2. People who are addicted are often looking for meaningful connection in their lives.
Studies show that addiction, at its core, is an attachment disorder. Mental health issues also prevent people from accessing that sense of connection, even if it’s right in front of them. I’ve found that many of those who enter treatment are bright, talented, creative people who feel fundamentally alone. They’ve often had tragedy and trauma in their lives and are just looking for a place where they feel safe—and drugs unfortunately mimic that.
3. It’s often primarily the family that needs to change.
Many times, a teen is very open and engaged in treatment, soaks everything up like a sponge, and connects with people in the program—but their parents just want to stay the same and keep doing everything as they always have. Within any system, such as a business or an organization, each person fulfills their role and everything stays the same—until somebody shakes that up and decides that they’re not going to stay in their box. Families are exactly the same. Within the family structure, young people usually don’t have the power to initiate this shake-up, so they go right back into the system and keep playing the same role. Often, if a parent has their own problems or addiction, they can hinder their child’s recovery, whether consciously or unconsciously. This makes our family therapy programs some of the most important aspects of treatment for a young person. To achieve success, everyone needs to be on board.

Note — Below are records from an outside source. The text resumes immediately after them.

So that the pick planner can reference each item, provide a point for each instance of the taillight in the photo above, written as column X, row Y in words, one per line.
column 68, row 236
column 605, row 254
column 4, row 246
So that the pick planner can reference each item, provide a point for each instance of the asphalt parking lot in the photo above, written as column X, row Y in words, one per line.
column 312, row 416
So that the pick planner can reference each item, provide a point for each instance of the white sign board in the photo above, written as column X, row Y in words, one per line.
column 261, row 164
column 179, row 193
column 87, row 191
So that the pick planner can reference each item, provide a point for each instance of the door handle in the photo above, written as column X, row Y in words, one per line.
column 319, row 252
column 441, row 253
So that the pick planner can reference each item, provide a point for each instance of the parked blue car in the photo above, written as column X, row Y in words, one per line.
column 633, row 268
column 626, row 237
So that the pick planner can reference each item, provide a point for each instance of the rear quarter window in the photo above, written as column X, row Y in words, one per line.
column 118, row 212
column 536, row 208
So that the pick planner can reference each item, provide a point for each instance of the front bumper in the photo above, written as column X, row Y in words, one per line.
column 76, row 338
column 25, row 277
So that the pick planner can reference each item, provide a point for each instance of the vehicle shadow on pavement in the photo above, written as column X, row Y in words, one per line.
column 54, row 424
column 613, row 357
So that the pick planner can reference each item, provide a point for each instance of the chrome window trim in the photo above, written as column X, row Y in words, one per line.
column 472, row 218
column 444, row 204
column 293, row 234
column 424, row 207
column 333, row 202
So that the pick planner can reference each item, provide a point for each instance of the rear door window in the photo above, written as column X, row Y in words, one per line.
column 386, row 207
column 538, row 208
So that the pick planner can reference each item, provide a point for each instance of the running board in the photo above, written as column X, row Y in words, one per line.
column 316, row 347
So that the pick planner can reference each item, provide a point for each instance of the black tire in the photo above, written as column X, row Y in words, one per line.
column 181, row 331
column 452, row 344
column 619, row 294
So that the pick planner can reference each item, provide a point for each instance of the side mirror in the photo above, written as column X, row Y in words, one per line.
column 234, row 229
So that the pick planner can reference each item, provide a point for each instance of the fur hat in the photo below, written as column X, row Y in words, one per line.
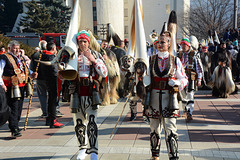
column 83, row 35
column 185, row 41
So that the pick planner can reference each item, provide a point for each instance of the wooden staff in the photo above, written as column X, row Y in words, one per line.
column 30, row 99
column 123, row 108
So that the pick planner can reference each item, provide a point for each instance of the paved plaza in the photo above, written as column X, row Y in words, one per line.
column 214, row 134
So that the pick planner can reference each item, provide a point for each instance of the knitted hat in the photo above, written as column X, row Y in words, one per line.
column 83, row 35
column 235, row 43
column 185, row 41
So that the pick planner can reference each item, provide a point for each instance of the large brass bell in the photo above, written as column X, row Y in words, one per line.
column 29, row 91
column 191, row 85
column 147, row 99
column 173, row 101
column 15, row 92
column 95, row 99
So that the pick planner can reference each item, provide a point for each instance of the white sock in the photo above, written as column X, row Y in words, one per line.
column 94, row 156
column 82, row 154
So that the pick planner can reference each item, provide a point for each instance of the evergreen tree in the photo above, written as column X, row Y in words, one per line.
column 38, row 19
column 9, row 10
column 45, row 17
column 60, row 14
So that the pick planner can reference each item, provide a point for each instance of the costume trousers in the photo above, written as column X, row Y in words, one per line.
column 42, row 94
column 133, row 104
column 86, row 129
column 190, row 101
column 16, row 108
column 52, row 98
column 170, row 129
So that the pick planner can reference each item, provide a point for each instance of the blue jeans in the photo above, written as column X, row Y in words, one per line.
column 42, row 95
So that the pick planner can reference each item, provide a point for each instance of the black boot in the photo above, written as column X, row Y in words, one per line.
column 16, row 133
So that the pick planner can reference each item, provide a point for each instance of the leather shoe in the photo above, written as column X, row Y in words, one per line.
column 16, row 133
column 56, row 124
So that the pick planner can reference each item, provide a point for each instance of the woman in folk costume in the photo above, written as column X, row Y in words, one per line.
column 90, row 67
column 167, row 77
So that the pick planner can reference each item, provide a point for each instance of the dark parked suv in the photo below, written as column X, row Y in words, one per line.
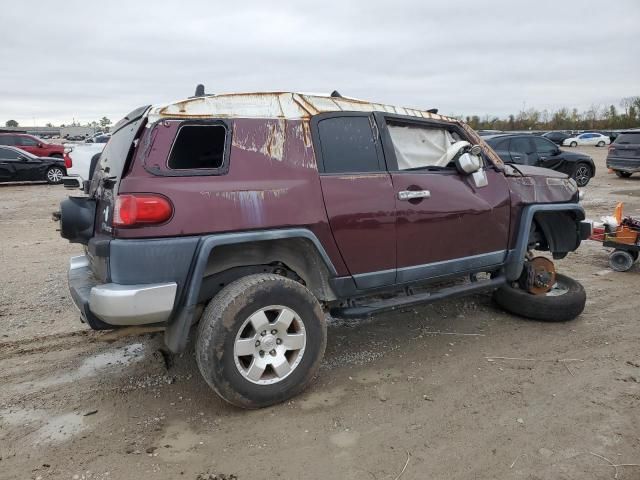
column 540, row 152
column 624, row 154
column 33, row 145
column 255, row 215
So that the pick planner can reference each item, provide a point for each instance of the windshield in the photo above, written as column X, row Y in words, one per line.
column 628, row 138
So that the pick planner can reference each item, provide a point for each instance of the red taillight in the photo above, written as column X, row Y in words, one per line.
column 141, row 209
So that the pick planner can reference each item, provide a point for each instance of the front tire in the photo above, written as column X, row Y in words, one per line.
column 564, row 302
column 54, row 175
column 261, row 340
column 582, row 174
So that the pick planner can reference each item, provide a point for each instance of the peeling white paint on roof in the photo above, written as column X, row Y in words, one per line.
column 282, row 105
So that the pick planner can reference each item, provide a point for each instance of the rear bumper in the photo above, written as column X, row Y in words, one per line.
column 624, row 164
column 110, row 305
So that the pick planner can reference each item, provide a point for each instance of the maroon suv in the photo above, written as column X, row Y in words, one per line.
column 31, row 144
column 255, row 215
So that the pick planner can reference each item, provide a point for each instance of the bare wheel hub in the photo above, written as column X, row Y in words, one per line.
column 540, row 276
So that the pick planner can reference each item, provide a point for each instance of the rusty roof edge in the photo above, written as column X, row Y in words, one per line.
column 289, row 105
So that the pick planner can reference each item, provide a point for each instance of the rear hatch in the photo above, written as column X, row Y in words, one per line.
column 112, row 166
column 627, row 145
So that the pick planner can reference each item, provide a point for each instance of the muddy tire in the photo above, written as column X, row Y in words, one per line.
column 261, row 340
column 582, row 174
column 564, row 302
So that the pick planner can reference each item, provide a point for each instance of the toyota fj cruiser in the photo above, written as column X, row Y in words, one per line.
column 254, row 215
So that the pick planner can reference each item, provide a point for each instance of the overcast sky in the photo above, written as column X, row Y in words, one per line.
column 66, row 59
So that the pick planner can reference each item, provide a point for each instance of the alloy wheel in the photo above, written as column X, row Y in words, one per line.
column 582, row 175
column 54, row 175
column 269, row 345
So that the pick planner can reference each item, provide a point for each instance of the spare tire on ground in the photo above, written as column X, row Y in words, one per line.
column 564, row 302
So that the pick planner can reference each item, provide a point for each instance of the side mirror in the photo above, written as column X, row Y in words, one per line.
column 468, row 163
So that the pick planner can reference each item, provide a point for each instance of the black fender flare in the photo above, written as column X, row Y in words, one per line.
column 177, row 330
column 516, row 256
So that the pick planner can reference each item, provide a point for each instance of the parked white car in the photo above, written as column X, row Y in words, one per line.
column 81, row 155
column 594, row 139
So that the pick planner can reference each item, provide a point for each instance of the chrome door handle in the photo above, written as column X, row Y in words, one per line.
column 411, row 194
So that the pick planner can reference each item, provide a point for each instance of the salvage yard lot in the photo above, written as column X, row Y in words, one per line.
column 416, row 389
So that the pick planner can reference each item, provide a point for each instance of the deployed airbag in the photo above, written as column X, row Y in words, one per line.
column 418, row 147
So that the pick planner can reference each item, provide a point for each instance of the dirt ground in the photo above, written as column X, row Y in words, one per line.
column 410, row 394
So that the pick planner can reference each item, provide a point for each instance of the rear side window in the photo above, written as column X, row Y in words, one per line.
column 500, row 145
column 7, row 154
column 632, row 138
column 348, row 145
column 198, row 147
column 544, row 146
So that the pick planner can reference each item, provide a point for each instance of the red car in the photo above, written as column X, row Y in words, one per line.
column 31, row 144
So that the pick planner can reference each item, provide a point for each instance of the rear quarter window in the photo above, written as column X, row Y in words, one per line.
column 198, row 147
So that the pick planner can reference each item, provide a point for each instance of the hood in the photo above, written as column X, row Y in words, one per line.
column 529, row 171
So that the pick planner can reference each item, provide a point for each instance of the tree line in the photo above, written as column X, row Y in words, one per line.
column 598, row 117
column 104, row 122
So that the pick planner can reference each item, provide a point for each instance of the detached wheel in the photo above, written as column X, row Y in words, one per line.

4. Accurate, thoughtful psychiatric diagnoses and medication regimens prescribed by industry experts can change lives.
We see this all the time: Among a thousand young people who have been diagnosed with depression, 990 of them will have been given medication by their primary care physician, and then they don’t understand why it doesn’t work. We’re learning more and more now about the limitations of prescription drugs: For example, SSRIs treat only a small percentage of people successfully, and other combinations of drugs can be much more effective. It takes somebody who’s on the leading edge of the field to narrow down the options and figure out what a client needs. At Newport Academy, we aim to discover what’s really going on and treat the root causes through holistic care. In those cases where medication is necessary, we’ll prescribe an effective regimen—while also ensuring that each client receives treatment that goes far beyond pharmaceuticals.

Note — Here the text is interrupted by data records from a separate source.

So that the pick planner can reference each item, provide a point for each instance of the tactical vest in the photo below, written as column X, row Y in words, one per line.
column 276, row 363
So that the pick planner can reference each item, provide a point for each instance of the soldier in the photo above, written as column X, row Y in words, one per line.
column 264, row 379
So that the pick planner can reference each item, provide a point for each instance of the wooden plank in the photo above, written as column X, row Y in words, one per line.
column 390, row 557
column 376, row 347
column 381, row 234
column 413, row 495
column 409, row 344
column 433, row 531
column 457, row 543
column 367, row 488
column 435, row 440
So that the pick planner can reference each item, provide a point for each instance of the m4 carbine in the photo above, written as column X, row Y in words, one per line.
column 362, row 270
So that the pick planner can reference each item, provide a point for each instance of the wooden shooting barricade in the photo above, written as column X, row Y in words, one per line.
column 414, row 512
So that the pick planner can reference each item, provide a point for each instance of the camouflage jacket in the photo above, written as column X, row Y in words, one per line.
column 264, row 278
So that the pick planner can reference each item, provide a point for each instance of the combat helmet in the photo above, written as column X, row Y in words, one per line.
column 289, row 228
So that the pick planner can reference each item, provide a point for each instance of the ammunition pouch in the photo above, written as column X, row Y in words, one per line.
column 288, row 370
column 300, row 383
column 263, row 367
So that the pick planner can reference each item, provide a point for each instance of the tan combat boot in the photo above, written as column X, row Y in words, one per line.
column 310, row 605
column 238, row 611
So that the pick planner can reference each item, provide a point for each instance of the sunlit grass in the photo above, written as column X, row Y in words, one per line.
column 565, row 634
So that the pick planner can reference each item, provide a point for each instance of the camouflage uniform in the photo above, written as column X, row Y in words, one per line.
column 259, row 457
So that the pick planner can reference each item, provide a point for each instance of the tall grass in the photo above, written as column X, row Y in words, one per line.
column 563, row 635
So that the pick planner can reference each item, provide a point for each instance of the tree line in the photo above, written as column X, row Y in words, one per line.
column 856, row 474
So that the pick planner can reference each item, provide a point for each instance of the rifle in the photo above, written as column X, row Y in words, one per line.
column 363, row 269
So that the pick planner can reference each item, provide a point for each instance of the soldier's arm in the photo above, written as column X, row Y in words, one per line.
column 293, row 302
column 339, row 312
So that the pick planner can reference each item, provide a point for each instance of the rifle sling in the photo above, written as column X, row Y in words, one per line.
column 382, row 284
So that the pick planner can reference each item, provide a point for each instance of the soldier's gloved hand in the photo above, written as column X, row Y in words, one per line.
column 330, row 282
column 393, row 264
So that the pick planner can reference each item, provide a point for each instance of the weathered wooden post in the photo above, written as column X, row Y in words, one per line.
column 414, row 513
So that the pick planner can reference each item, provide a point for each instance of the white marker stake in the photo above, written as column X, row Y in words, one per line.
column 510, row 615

5. Residential treatment provides the time, expertise, and observation necessary in order to make an accurate assessment.

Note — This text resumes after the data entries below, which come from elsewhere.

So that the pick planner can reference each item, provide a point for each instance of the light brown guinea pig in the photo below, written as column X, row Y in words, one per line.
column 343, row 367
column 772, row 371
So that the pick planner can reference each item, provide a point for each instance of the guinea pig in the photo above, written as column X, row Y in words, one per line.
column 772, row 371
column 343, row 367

One of the barriers to treatment is that people get diagnosed at different stages. So if they’re using substances or are in withdrawal when they’re diagnosed, they may not be able to fully communicate their history or state of mind. In order to accurately assess, we need time to observe a young person’s behavior and learn more about their situation. In addition, psychiatric treatment is very powerful, and often it’s necessary to test different combinations to find what works for an individual, particularly when there are co-occurring conditions. To do that, we need a stable environment.
Newport Academy…in her own words
“Newport Academy provides a safe and supportive environment as a foundation for individualized, leading-edge, evidence-based care, offered by professional caregivers with a wide variety of expertise. Kids have the opportunity to be kids, to find new passions, to laugh again, and to connect meaningfully with peers.” –Pamela Alba
- Appeared as an expert on the show Addicted with Kristina Wandzilak
- Licensed in Marriage and Family Therapy
- Clinical Supervisor for MFT associates and interns, in addition to her executive leadership role
- Trained in Somatic Experiencing
- Yoga Alliance–certified yoga teacher
- Created an official school leading toward CAADAC certification as an employee benefit. Pamela is committed to providing training and education resources for employees in order to retain top talent and provide the highest level of care possible.